The risk any musical group takes in adding more than one person to the mix of singing is the inevitable clash of personalities. From Take That to Destiny’s Child, there is always invariably going to be that one (or two or three) person who either thinks he or she is better off solo or that he or she is worth more to the group than he or she gets credit for. In Camila Cabello of Fifth Harmony’s case, it’s about the former category.
When the new-fangled Spice Girls act was formed in 2012 via X Factor, Cabello had auditioned as a solo singer to begin with. After being eliminated, she was brought back in conjunction with Ally Brooke, Dinah Jane, Lauren Jauregui and Normani Kordei to form Fifth Harmony. With her desire for singular fame separate from her bandmates established from the outset, it was written from the beginning that Cabello would jump ship.

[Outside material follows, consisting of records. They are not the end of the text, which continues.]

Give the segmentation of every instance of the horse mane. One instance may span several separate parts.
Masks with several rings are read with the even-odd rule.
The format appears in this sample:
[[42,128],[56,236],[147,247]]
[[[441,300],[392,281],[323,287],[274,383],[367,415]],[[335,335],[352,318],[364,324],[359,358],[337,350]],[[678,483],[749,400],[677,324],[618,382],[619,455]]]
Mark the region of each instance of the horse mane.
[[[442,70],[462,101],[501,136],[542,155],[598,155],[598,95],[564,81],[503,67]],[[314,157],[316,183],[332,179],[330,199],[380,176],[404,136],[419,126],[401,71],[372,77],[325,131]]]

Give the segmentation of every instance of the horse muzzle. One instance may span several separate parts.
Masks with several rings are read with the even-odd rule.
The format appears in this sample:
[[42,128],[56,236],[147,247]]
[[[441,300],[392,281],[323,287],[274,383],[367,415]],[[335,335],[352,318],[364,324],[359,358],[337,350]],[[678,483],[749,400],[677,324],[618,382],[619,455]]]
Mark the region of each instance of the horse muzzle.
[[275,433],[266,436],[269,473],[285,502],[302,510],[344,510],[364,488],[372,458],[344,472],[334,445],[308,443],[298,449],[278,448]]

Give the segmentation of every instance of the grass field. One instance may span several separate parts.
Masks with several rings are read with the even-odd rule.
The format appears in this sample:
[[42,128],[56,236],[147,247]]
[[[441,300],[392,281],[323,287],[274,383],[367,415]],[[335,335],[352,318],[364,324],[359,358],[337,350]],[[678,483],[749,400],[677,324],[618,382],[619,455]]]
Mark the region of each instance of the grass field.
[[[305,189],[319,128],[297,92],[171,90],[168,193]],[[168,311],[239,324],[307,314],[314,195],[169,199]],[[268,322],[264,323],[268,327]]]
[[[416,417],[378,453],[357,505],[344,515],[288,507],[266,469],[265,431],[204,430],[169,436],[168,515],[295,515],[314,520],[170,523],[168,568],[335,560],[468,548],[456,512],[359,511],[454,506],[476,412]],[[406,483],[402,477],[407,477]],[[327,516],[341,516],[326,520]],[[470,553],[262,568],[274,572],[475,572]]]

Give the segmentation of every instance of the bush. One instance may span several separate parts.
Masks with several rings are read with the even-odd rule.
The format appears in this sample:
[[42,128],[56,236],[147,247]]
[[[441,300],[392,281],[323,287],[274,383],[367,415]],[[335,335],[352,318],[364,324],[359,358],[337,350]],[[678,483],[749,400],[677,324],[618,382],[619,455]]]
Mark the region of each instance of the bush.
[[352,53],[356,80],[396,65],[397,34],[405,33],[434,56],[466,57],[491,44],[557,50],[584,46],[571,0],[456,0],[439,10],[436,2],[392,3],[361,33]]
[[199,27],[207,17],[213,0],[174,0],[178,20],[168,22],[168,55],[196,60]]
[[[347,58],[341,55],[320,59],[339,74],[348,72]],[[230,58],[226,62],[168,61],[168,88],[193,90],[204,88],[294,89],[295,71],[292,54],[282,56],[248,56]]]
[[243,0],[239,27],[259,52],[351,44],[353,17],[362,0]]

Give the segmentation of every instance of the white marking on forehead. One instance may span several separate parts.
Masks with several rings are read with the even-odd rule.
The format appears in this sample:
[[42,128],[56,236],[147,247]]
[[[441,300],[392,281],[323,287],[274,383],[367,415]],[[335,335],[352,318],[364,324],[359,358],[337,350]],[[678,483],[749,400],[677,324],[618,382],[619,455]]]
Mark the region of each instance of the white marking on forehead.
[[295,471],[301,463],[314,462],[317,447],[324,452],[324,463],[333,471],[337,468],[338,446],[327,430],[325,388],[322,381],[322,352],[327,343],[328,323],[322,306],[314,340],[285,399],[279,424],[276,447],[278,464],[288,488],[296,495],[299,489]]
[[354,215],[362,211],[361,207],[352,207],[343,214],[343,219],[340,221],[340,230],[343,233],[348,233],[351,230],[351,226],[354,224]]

Unfortunately for the remaining four girls in the act, it is a pattern best described as the Ginger Spice effect. And, like the Spice Girls, Fifth Harmony only released two wildly successful albums (one of which included millennial anthem “Work From Home“) before losing the key ingredient to their prosperity. Not to say that any one member of a girl group is better than another, but, let’s be real, Camila had the charisma (this is not a euphemism for “most porn star potential“). Like Ginger a.k.a. Geri Halliwell, Cabello’s conduct is indicative of the underlying issues that stem from too much popularity at such a rapid rate.
Chief among these issues is exhaustion from the tour schedules, the media appearances and, most significantly, the pressure to sustain and outshine the precedents of success set by the group. But perhaps, more than anything, it’s having to be lumped in with the same four people, day in and day out. Eventually, it can get to the type of bitch who just wants to carve out her own identity.

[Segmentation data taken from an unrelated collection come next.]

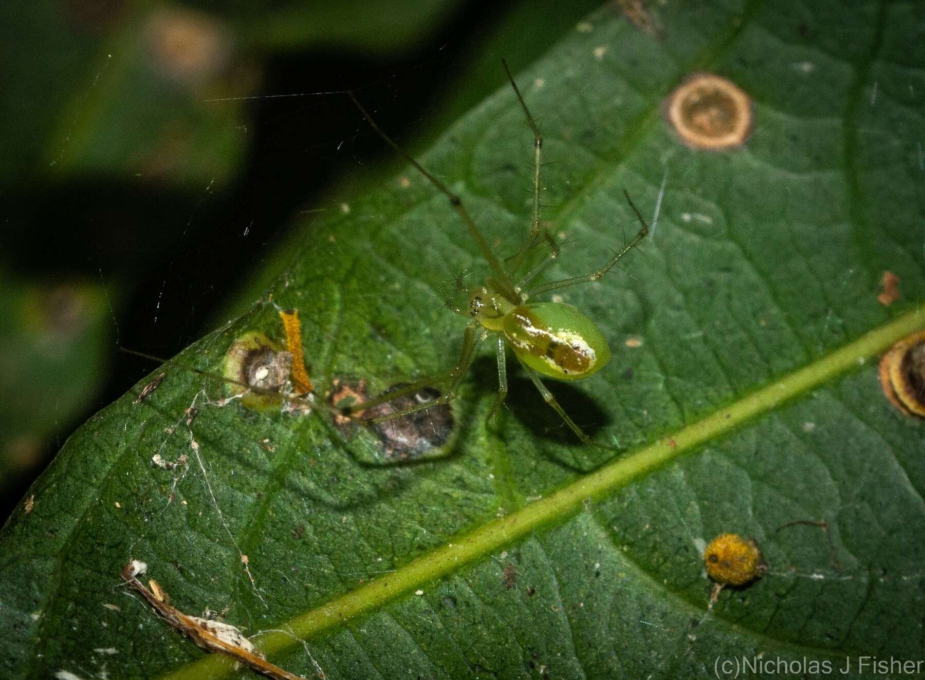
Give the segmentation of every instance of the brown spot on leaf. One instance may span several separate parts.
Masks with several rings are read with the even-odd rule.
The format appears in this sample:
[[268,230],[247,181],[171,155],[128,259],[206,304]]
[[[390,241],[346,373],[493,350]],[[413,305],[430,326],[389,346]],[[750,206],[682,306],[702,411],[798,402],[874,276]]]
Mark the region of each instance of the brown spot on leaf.
[[881,292],[877,301],[884,307],[889,307],[899,299],[899,277],[893,272],[883,272],[881,278]]
[[[365,381],[349,382],[335,380],[332,384],[335,389],[328,399],[335,408],[342,409],[352,403],[362,404],[367,398]],[[406,385],[406,382],[398,382],[387,390],[386,394],[398,391]],[[341,429],[345,429],[351,422],[388,416],[433,401],[439,396],[440,393],[438,390],[426,387],[413,394],[398,396],[384,404],[356,411],[350,416],[336,414],[334,421]],[[407,416],[372,424],[370,429],[379,438],[383,454],[387,458],[396,461],[413,459],[447,443],[453,429],[452,408],[448,404],[423,408]]]
[[179,7],[152,12],[144,41],[154,70],[189,85],[215,78],[231,55],[231,34],[217,18]]
[[894,345],[880,360],[883,394],[903,415],[925,418],[925,332]]
[[653,38],[661,37],[661,24],[652,16],[644,0],[614,0],[614,5],[636,29]]
[[281,390],[289,382],[292,355],[262,333],[239,337],[225,355],[225,378],[232,390],[243,394],[248,408],[263,410],[282,403]]
[[692,149],[724,151],[751,136],[751,98],[732,80],[715,73],[695,73],[665,99],[665,122]]

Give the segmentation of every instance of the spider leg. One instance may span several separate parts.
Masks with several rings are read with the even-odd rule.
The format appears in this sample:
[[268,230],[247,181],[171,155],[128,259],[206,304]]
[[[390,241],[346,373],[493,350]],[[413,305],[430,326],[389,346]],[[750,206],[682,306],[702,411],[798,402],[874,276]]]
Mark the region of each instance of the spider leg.
[[[623,193],[625,194],[626,191],[624,190]],[[619,261],[619,260],[623,255],[625,255],[634,248],[638,246],[639,243],[642,241],[642,239],[645,238],[646,236],[648,234],[648,225],[646,224],[646,220],[643,219],[642,214],[636,209],[635,205],[633,204],[633,201],[630,200],[629,194],[626,194],[626,200],[630,201],[630,207],[633,209],[633,212],[636,213],[636,217],[642,223],[642,228],[629,243],[623,246],[622,250],[620,250],[616,255],[610,258],[610,260],[607,262],[607,264],[605,264],[600,269],[595,272],[591,272],[590,273],[586,273],[583,276],[572,276],[567,279],[560,279],[559,281],[550,281],[548,284],[537,285],[536,288],[532,288],[526,291],[526,293],[524,293],[523,295],[526,296],[527,298],[530,298],[531,296],[538,295],[540,293],[546,293],[547,291],[555,290],[556,288],[564,288],[567,285],[574,285],[575,284],[586,284],[591,281],[599,281],[600,278],[603,277],[605,273],[607,273],[608,272],[610,271],[610,269],[612,269],[613,265],[615,265],[617,261]]]
[[406,385],[400,390],[395,390],[394,392],[388,392],[383,395],[379,395],[374,399],[369,401],[360,402],[359,404],[354,404],[351,407],[350,413],[357,413],[360,411],[366,410],[372,407],[379,406],[380,404],[386,404],[392,399],[399,396],[403,396],[405,395],[411,395],[422,387],[427,387],[438,382],[442,382],[447,380],[451,381],[450,383],[450,389],[442,396],[438,396],[436,399],[431,399],[430,401],[426,401],[423,404],[418,404],[417,406],[411,407],[409,408],[404,408],[401,411],[395,411],[394,413],[389,413],[385,416],[379,416],[377,418],[364,419],[360,418],[358,420],[367,425],[377,425],[380,422],[386,422],[387,420],[392,420],[396,418],[401,418],[402,416],[410,416],[417,411],[423,411],[425,408],[431,408],[433,407],[438,407],[442,404],[447,404],[452,401],[456,397],[456,391],[459,389],[460,384],[462,382],[462,379],[465,378],[466,371],[469,370],[469,367],[472,366],[473,360],[475,358],[475,349],[478,347],[479,342],[482,341],[482,335],[478,337],[475,336],[474,331],[475,324],[470,324],[466,326],[465,333],[462,336],[462,349],[460,352],[460,359],[452,370],[446,371],[444,373],[438,373],[435,376],[429,378],[423,378],[422,380],[416,381],[410,385]]
[[618,450],[613,446],[608,446],[606,444],[598,443],[597,442],[591,441],[591,438],[588,437],[586,434],[585,434],[584,431],[582,431],[582,429],[575,424],[575,421],[573,420],[571,418],[569,418],[569,414],[565,412],[565,409],[562,408],[561,405],[558,401],[556,401],[556,397],[553,396],[552,393],[549,392],[547,389],[546,385],[543,384],[543,382],[539,379],[539,376],[536,374],[536,371],[531,369],[526,364],[524,364],[523,361],[521,361],[521,366],[524,367],[524,369],[527,372],[527,375],[530,376],[530,380],[533,381],[533,383],[536,386],[536,389],[539,390],[539,394],[542,395],[543,396],[543,401],[549,404],[552,407],[552,410],[554,410],[556,413],[559,414],[559,417],[562,419],[562,421],[569,426],[569,428],[572,430],[573,432],[575,433],[575,436],[581,440],[582,443],[587,446],[595,446],[597,448],[607,449],[610,451]]
[[414,168],[421,173],[421,175],[426,177],[427,180],[440,191],[440,193],[450,200],[450,204],[452,206],[453,210],[456,211],[457,214],[462,218],[462,222],[465,223],[473,239],[475,241],[476,245],[478,245],[479,249],[482,251],[482,255],[485,256],[486,261],[491,267],[491,271],[494,273],[498,283],[503,288],[502,292],[505,297],[510,297],[512,300],[519,299],[514,293],[513,285],[511,283],[510,277],[504,271],[501,261],[498,259],[498,256],[491,251],[491,249],[488,248],[488,244],[486,242],[485,237],[482,236],[482,232],[479,230],[478,226],[476,226],[475,221],[472,219],[472,215],[469,214],[469,211],[467,211],[465,206],[462,205],[462,200],[457,194],[450,191],[450,188],[443,184],[443,182],[431,175],[426,168],[424,167],[424,165],[414,160],[414,158],[408,153],[408,152],[400,147],[390,137],[388,137],[388,135],[387,135],[382,128],[379,128],[378,124],[373,120],[373,116],[366,112],[366,109],[363,107],[363,104],[360,103],[360,100],[356,98],[356,95],[353,94],[353,92],[348,91],[347,93],[350,95],[350,98],[353,100],[353,103],[358,109],[360,109],[360,113],[363,115],[363,117],[366,119],[366,122],[369,123],[369,127],[373,128],[376,134],[377,134],[387,144],[388,144],[388,146],[394,149],[396,152],[408,161],[408,163],[413,165]]
[[[504,66],[504,72],[508,74],[508,80],[511,81],[511,87],[514,89],[514,94],[517,95],[517,101],[520,102],[521,108],[524,109],[524,115],[526,116],[526,122],[530,126],[530,129],[533,130],[533,219],[530,223],[530,235],[524,241],[523,245],[521,245],[517,254],[511,260],[511,273],[513,274],[524,264],[527,253],[543,238],[546,238],[552,248],[552,254],[549,256],[550,260],[555,260],[559,257],[559,245],[546,233],[545,229],[541,229],[539,226],[539,192],[542,188],[539,181],[539,169],[543,164],[543,137],[539,134],[539,126],[536,125],[536,121],[530,115],[530,109],[527,108],[526,102],[524,101],[524,96],[521,94],[513,76],[511,75],[508,63],[501,59],[501,64]],[[538,273],[538,272],[536,273]],[[536,273],[531,272],[527,274],[527,280],[532,279],[535,275]]]
[[491,413],[488,414],[488,419],[492,419],[498,415],[499,409],[504,403],[505,397],[508,395],[508,368],[507,359],[504,355],[504,336],[499,334],[498,336],[498,397],[495,399],[495,406],[491,407]]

Unlike Spice Girls, however, Fifth Harmony has made the grave error of naming themselves as an allusion to having five members, which will serve as a definite sting as they continue to attempt performing in a foursome capacity. If they’re smart, they’ll release a “Goodbye“-esque track while audiences still find them relevant. Or else they’ll just have to wait for the reunion ten years from the time of their breakup.